Let $X = S^2 \times \mathbb{R}$ and $G=S^1\times \mathbb{Z}$. Let $G$ act on $X$ as follows - $S^1$ acts on $S^2$ by rotation leaving the north and south poles fixed and acts trivially on $\mathbb{R}$. The generator of $\mathbb{Z}$ reflects $S^2$ about the equator and translates $\mathbb{R}$ along one unit.
I have two questions -
- What does this action do to $X$? More precisely, what is $X/G$?
I can see that the orbit space of the $S^1$ action on $S^2$ is the unit interval $[0,1]$ and the orbit space of $\mathbb{Z}$ action on $\mathbb{R}$ is the circle, but this reflection about equator confuses me. Can I visualize this action by breaking it up like I did or am I going about it wrong? Is there an explicit expression for this action? That is, what would be the image of $(x,r)\in X$ be under $(z,n) \in G$?
- What is $\bar{G}$, the closure of $G$ in Homeo$(X)$ with the compact open topology?

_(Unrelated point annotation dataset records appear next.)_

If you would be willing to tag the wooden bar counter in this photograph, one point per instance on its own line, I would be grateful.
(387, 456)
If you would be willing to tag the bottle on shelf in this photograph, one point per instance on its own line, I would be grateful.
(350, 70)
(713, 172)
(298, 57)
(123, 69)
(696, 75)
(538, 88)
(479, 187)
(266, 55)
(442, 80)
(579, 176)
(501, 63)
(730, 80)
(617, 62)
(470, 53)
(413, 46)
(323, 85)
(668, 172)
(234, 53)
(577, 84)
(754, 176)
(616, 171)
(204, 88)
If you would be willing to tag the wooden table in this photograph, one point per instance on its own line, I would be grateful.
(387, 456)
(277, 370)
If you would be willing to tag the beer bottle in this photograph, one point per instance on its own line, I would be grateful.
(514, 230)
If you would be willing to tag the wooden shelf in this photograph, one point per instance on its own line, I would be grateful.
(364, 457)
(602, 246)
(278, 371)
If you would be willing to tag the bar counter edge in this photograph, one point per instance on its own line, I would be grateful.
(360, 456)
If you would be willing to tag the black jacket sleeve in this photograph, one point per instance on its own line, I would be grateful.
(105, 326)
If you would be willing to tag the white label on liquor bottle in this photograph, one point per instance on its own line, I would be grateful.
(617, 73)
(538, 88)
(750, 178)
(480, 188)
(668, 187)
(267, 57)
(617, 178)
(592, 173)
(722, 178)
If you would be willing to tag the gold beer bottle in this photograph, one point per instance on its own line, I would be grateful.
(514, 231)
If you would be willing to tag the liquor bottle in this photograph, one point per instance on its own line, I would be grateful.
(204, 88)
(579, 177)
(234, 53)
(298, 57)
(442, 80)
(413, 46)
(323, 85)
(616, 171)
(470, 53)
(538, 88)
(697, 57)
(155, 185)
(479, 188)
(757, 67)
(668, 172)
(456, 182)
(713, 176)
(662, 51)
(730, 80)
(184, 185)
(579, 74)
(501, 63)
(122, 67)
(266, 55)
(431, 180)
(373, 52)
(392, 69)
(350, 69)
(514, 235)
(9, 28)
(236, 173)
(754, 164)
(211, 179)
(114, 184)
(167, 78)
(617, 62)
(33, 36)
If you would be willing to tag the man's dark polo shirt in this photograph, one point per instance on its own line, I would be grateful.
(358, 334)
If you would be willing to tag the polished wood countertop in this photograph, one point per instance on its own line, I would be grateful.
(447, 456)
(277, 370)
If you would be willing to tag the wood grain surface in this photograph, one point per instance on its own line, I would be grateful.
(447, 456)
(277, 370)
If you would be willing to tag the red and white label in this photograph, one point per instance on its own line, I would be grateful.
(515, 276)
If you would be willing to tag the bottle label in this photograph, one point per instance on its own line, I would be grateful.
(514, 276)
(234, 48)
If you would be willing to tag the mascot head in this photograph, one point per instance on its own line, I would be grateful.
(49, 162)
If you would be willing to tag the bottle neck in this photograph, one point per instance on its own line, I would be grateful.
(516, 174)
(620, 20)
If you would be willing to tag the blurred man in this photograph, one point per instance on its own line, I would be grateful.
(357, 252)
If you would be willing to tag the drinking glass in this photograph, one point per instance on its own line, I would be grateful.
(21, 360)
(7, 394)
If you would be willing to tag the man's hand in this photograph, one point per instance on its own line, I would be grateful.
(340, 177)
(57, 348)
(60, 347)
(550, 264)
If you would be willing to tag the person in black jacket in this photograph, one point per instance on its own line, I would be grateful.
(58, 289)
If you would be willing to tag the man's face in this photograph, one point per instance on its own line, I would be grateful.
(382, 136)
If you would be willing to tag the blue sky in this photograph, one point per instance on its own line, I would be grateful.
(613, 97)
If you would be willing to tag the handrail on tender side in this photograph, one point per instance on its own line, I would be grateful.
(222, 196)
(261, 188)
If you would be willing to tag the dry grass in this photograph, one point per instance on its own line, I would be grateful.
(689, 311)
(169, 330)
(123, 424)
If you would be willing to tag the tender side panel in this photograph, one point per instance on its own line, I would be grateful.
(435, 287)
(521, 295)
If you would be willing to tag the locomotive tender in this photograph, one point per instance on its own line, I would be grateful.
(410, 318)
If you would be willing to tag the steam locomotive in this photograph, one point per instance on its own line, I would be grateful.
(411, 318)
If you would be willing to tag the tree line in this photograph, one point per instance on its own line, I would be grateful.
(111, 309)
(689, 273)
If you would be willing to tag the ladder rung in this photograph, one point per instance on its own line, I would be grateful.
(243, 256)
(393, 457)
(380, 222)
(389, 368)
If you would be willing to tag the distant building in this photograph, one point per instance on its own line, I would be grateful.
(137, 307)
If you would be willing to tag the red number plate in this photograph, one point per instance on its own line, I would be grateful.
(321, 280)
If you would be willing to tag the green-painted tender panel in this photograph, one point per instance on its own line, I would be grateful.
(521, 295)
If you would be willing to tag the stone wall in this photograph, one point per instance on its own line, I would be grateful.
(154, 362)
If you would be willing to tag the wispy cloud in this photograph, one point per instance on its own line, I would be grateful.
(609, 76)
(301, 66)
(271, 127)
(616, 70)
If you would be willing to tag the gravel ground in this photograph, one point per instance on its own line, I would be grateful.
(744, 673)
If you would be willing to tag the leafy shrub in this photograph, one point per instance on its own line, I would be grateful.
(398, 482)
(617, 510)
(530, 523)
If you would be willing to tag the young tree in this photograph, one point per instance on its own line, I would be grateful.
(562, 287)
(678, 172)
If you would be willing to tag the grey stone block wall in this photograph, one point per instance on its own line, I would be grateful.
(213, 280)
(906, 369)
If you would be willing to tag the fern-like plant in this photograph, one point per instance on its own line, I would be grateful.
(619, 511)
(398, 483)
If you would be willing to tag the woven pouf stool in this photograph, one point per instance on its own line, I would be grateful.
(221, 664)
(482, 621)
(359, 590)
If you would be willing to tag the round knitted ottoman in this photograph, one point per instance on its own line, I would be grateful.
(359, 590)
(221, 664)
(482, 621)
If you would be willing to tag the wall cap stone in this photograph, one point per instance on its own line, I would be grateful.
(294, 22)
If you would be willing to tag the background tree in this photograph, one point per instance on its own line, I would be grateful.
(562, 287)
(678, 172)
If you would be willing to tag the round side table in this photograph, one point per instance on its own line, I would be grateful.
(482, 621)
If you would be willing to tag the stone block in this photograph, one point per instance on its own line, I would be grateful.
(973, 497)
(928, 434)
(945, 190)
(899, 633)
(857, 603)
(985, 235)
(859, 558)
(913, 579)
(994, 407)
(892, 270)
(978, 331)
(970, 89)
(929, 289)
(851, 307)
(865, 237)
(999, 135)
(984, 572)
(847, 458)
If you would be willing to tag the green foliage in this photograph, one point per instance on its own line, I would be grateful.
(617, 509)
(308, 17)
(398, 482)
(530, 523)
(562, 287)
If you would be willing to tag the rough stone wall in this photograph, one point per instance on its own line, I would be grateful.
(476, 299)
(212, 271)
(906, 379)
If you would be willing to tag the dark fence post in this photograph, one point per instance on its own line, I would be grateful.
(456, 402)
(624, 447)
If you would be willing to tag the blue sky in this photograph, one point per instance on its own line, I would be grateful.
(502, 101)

I thought I could show $G$ is closed in Homeo$(X)$ using nets. However since I haven't understood what the action does to $X$ I am having trouble starting this one.
Thank you.
Let $p$ be the projection $X \to \hat{X} = X/S^1$ (we quantify by the action of $S^1 \times \{0\} \subset G$). One can translate the action of $\mathbb Z$ onto $\hat{X}$: $$k\cdot p(x):= p(k\cdot x)$$ (get sure, that this is correct!). But $\hat{X}$ is homeomorphic to $\mathbb{R} \times [0,1]$.Let's denote the action of $\mathbb{Z}$ on the $\hat{X}$ in the coordinates: $$1\cdot(x, t) = (x+1, 1-t)$$ Consider then a square $[0;1]\times[0;1]$ and a map $v$ from the square to itself: $(y, s) \mapsto (y+1\mod(1), 1-s)$. It is well known, that the result of gluing on $v$ is the M$\ddot o$bius strip. But the action of 1 on $\hat{X}$ is just a periodic extending of map $v$ on the whole tape.
It might be not as precise as you wish, but I hope, the idea is clear.